Metadata-Version: 2.4
Name: mseep-mcp-florence2
Version: 0.3.1
Summary: An MCP server for processing images using Florence-2
Author-email: Junpei Kawamoto <kawamoto.junpei@gmail.com>
License-File: LICENSE
Classifier: Development Status :: 3 - Alpha
Classifier: License :: OSI Approved :: MIT License
Classifier: Programming Language :: Python :: 3 :: Only
Classifier: Programming Language :: Python :: 3.12
Classifier: Programming Language :: Python :: 3.13
Classifier: Topic :: Scientific/Engineering :: Image Recognition
Requires-Python: >=3.12
Requires-Dist: dill>=0.3.9
Requires-Dist: einops>=0.8.1
Requires-Dist: mcp>=1.6
Requires-Dist: pillow>=11.1
Requires-Dist: pydantic>=2.10.6
Requires-Dist: pypdfium2>=4.30.1
Requires-Dist: requests>=2.32.3
Requires-Dist: rich-click>=1.8.8
Requires-Dist: timm>=1.0.15
Requires-Dist: torch>=2.6
Requires-Dist: transformers>=4.49
Description-Content-Type: text/markdown

# Florence-2 MCP Server

[![Python Application](https://github.com/jkawamoto/mcp-florence2/actions/workflows/python-app.yaml/badge.svg)](https://github.com/jkawamoto/mcp-florence2/actions/workflows/python-app.yaml)
[![GitHub License](https://img.shields.io/github/license/jkawamoto/mcp-florence2)](https://github.com/jkawamoto/mcp-florence2/blob/main/LICENSE)
[![pre-commit](https://img.shields.io/badge/pre--commit-enabled-brightgreen?logo=pre-commit)](https://github.com/pre-commit/pre-commit)
[![Ruff](https://img.shields.io/endpoint?url=https://raw.githubusercontent.com/astral-sh/ruff/main/assets/badge/v2.json)](https://github.com/astral-sh/ruff)
[![smithery badge](https://smithery.ai/badge/@jkawamoto/mcp-florence2)](https://smithery.ai/server/@jkawamoto/mcp-florence2)

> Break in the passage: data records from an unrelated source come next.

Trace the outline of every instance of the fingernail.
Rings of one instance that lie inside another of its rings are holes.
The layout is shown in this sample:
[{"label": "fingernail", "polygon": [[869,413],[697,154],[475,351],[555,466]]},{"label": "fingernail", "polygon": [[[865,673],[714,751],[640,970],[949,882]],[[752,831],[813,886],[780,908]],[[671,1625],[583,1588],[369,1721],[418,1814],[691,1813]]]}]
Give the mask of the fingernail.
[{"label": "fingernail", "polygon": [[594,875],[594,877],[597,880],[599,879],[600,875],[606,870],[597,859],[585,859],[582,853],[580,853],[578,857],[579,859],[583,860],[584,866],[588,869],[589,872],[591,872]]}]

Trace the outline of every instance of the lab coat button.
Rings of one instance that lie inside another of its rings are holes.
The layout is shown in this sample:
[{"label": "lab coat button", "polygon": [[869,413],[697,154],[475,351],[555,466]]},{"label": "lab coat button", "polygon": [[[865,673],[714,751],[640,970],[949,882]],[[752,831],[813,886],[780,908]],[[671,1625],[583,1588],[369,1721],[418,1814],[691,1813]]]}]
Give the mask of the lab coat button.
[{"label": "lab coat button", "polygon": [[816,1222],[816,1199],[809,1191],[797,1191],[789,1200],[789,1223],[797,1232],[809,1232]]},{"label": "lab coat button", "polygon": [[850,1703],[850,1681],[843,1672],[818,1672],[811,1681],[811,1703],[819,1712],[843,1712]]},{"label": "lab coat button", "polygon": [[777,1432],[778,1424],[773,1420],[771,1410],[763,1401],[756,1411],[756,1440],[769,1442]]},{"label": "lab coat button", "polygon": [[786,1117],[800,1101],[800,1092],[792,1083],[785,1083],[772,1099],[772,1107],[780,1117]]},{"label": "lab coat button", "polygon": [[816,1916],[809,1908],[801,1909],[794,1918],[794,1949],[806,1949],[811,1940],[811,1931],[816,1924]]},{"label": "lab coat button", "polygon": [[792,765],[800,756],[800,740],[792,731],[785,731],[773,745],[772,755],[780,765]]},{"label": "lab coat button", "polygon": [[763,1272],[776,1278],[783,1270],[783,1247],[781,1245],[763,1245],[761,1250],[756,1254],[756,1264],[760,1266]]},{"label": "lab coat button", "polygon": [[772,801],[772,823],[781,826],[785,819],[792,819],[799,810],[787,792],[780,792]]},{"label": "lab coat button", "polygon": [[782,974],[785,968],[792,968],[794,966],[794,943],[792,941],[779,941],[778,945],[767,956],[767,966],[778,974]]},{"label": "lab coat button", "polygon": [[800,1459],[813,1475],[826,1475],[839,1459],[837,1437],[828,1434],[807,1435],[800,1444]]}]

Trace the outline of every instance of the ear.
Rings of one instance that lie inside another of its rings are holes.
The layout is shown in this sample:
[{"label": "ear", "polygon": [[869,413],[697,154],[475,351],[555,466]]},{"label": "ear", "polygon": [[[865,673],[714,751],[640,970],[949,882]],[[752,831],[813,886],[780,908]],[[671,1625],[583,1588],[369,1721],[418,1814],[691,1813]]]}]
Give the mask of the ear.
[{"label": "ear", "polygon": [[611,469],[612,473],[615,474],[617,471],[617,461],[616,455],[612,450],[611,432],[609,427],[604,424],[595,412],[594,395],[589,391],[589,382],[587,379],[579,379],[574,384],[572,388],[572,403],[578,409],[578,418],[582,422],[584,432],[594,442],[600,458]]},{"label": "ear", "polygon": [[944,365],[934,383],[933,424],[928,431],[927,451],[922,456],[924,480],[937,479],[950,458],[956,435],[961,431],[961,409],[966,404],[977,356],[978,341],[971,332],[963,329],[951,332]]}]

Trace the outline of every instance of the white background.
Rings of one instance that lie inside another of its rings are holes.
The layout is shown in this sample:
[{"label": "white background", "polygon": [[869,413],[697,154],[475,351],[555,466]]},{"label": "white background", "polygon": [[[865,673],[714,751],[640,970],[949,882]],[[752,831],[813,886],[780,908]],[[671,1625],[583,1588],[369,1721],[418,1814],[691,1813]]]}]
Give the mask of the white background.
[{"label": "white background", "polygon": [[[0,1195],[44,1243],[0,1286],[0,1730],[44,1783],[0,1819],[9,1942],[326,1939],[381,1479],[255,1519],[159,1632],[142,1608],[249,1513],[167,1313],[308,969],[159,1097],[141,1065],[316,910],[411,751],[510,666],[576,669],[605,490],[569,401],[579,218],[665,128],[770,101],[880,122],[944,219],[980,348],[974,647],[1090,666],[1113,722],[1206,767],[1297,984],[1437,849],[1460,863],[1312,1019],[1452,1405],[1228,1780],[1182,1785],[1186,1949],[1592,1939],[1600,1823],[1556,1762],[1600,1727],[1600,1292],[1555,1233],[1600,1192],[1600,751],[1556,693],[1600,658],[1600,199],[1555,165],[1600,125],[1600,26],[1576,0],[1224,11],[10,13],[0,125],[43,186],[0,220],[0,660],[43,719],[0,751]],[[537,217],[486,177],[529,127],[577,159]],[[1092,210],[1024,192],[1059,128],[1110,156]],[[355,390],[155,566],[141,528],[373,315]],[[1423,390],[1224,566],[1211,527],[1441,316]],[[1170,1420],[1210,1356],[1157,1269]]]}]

An MCP server for processing images using [Florence-2](https://huggingface.co/microsoft/Florence-2-large).

You can process images or PDF files stored on a local or web server to extract text using OCR (Optical Character
Recognition) or generate descriptive captions summarizing the content of the images.

## Installation

### For Claude Desktop

To configure this server for Claude Desktop, edit the `claude_desktop_config.json` file with the following entry under
`mcpServers`:

```json
{
  "mcpServers": {
    "florence-2": {
      "command": "uvx",
      "args": [
        "--from",
        "git+https://github.com/jkawamoto/mcp-florence2",
        "mcp-florence2"
      ]
    }
  }
}
```

After editing, restart the application.
For more information,
see: [For Claude Desktop Users - Model Context Protocol](https://modelcontextprotocol.io/quickstart/user).

### For Goose CLI

To enable the Bear extension in Goose CLI,
edit the configuration file `~/.config/goose/config.yaml` to include the following entry:

```yaml
extensions:
  bear:
    name: Florence-2
    cmd: uvx
    args: [ --from, git+https://github.com/jkawamoto/mcp-florence2, mcp-florence2 ]
    enabled: true
    type: stdio
```

### For Goose Desktop

Add a new extension with the following settings:

- **Type**: Standard IO
- **ID**: florence-2
- **Name**: Florence-2
- **Description**: An MCP server for processing images using Florence-2
- **Command**: `uvx --from git+https://github.com/jkawamoto/mcp-florence2 mcp-florence2`

For more details on configuring MCP servers in Goose Desktop,
refer to the documentation:
[Using Extensions - MCP Servers](https://block.github.io/goose/docs/getting-started/using-extensions#mcp-servers).

## Tools

### ocr

Process an image file or URL using OCR to extract text.

#### Arguments:

- **src**: A file path or URL to the image file that needs to be processed.

### caption

Processes an image file and generates captions for the image.

#### Arguments:

- **src**: A file path or URL to the image file that needs to be processed.

## License

This application is licensed under the MIT License. See the [LICENSE](LICENSE) file for more details.